The state presented but one witness — the victim, Mr. Katz — at trial. He identified the defendant as being one of the individuals who robbed his tavern on September 15, 1971. The defense called two witnesses, the defendant and Joseph William Henry, Jr. The defendant testified as follows:
" Q. Calling your attention to September 15, 1971, at approximately 11:20 p.m., were you, in fact, in the tavern called Cy's Place, located at 3064 North 27th Street?
" A. No, I wasn't."
The other defense witness testified that he, Mr. Henry, had also been charged with this crime and had entered a plea of guilty. He testified that he was involved in the armed robbery but that defendant Leon Davis was not involved. Mr. Henry, however, was surprisingly unable to identify the fourth individual involved in the armed robbery.
Under sec. 256.55(3), Stats., if counsel desired these arguments to be reported, a request to that effect must have been made. The failure to record these arguments does not, however, preclude us from determining the issue on appeal. State v. Tew (1972), 54 Wis.2d 361, 195 N.W.2d 615.
"The defendant filed an alibi, but under the statute, in construing the statute, this court denied him the right to introduce evidence on that subject on the grounds of being tardy. In the course of the trial testimony was received that Mr. Davis was not present at the scene of the incident. During the course of argument, which was not reported, the district attorney made a statement concerning the defendant's testimony on that score to the effect the defendant took the stand and said he wasn't there, where was he?
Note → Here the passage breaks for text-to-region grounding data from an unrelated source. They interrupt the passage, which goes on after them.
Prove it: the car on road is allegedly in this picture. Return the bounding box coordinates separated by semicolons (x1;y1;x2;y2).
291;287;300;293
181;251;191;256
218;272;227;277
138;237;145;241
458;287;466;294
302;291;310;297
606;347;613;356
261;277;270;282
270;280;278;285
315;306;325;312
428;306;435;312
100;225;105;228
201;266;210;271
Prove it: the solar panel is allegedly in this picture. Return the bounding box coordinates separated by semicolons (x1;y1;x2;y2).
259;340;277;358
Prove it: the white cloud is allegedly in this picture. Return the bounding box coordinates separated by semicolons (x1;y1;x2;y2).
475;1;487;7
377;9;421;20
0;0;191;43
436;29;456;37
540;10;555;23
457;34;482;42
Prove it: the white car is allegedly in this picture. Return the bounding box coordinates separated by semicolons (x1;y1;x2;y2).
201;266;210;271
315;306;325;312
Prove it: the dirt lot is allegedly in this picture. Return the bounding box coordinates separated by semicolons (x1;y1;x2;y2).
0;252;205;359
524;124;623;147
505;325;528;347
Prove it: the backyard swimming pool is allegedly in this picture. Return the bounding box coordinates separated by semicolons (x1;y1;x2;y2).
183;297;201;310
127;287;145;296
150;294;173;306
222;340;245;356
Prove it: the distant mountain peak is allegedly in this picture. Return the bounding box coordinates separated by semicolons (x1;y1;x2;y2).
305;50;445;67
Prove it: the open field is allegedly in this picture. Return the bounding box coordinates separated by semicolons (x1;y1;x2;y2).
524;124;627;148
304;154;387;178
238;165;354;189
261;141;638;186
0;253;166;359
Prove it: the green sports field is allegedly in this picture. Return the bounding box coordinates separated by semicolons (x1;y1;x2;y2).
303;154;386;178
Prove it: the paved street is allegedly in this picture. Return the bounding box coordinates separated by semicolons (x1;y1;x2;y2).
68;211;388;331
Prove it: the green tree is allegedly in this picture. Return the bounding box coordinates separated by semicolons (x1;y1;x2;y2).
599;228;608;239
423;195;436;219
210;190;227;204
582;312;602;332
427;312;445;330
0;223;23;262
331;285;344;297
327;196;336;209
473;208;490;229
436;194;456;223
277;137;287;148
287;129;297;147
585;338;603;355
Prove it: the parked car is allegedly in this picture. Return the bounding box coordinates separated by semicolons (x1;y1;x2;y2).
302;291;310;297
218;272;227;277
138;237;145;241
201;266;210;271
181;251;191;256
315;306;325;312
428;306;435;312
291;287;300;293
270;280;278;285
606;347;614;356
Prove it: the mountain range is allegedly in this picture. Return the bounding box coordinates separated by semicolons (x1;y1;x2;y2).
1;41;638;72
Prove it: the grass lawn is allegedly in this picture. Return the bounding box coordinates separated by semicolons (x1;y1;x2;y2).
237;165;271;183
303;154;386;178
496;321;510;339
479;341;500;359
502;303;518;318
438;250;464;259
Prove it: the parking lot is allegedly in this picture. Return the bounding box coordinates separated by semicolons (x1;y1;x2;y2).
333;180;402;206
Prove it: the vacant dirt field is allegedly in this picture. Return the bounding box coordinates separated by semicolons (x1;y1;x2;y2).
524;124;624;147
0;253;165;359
Objection was made at that time."
A review of the record indicates that though defense counsel objected to the prosecutorial comment, he did not move for a mistrial.
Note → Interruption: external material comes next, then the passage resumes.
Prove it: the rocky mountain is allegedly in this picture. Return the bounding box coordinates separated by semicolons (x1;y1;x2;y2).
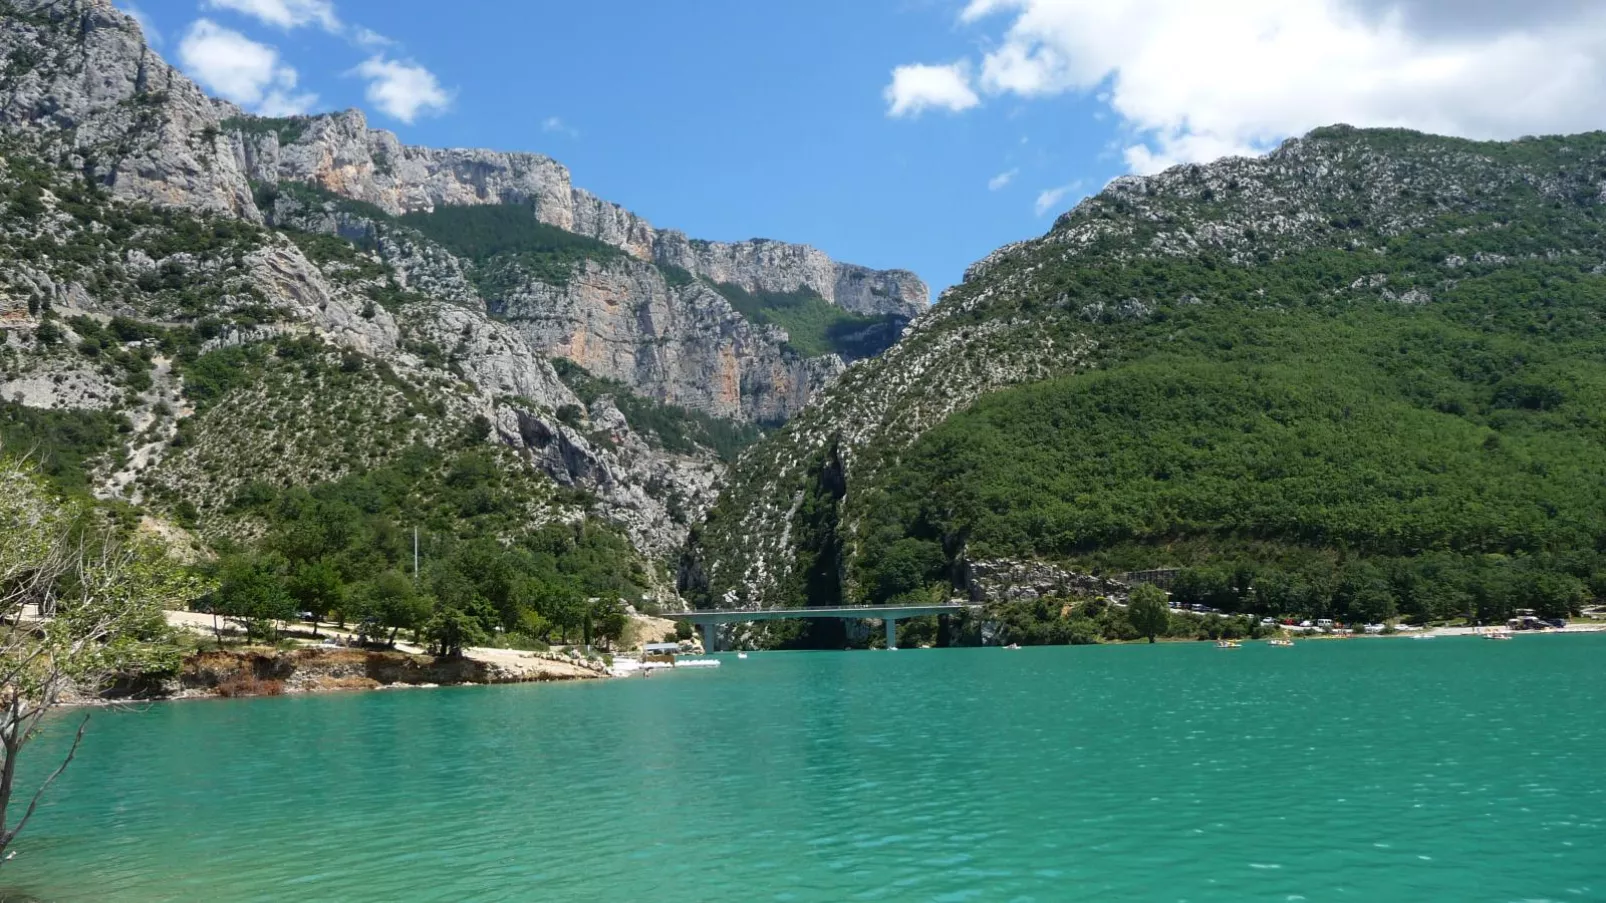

"I made an objection when the reporter wasn't here during closing arguments to Mr. Podell commenting on the fact that the defendant took the stand and said he was not at the place and commenting where was he. I made an argument to the court. The court listened to argument by the defense attorney and the prosecutor, and we cited cases to the court and the court made a decision based upon our arguments and the law to allow that type of comment. I made that point for the record."
The sole issue presented on this review is whether or not the alleged improper prosecutorial comment constituted a denial of the defendant's right to due process of law and a fair trial and thus warrants a new trial.
This court has continually held that if counsel wishes to preserve for appeal an allegedly improper prosecutorial comment made during closing arguments to the jury, he must move for a mistrial upon those grounds. State v. McGee (1971), 52 Wis.2d 736, 190 N.W.2d 893; State v. Ruud (1969), 41 Wis.2d 720, 165 N.W.2d 153; Price v. State (1967), 37 Wis.2d 117, 154 N.W.2d 222, certiorari denied, 391 U.S. 908, 88 Sup. Ct. 1662, 20 L.Ed.2d 423; Kink v. Combs (1965), 28 Wis.2d 65, 135 N.W.2d 789. Failure to so move for a mistrial constitutes a waiver of that objection. If defense counsel had not intended to so waive his complaints there existed ample opportunity to make said motion on the record. The closing argument could have been made of record but it was not. Arguments of counsel made in chambers as to the propriety of the closing argument could and often should be made of record so as to preserve these contents for appeal. Here they were not. Defense counsel could have moved for mistrial after the court charged the jury. He did not do so.
We conclude that because of defense counsel's failure to move for a mistrial on the grounds of the alleged impropriety of the prosecutor's closing argument, he has waived those complaints.
By the Court. — Judgment and orders affirmed.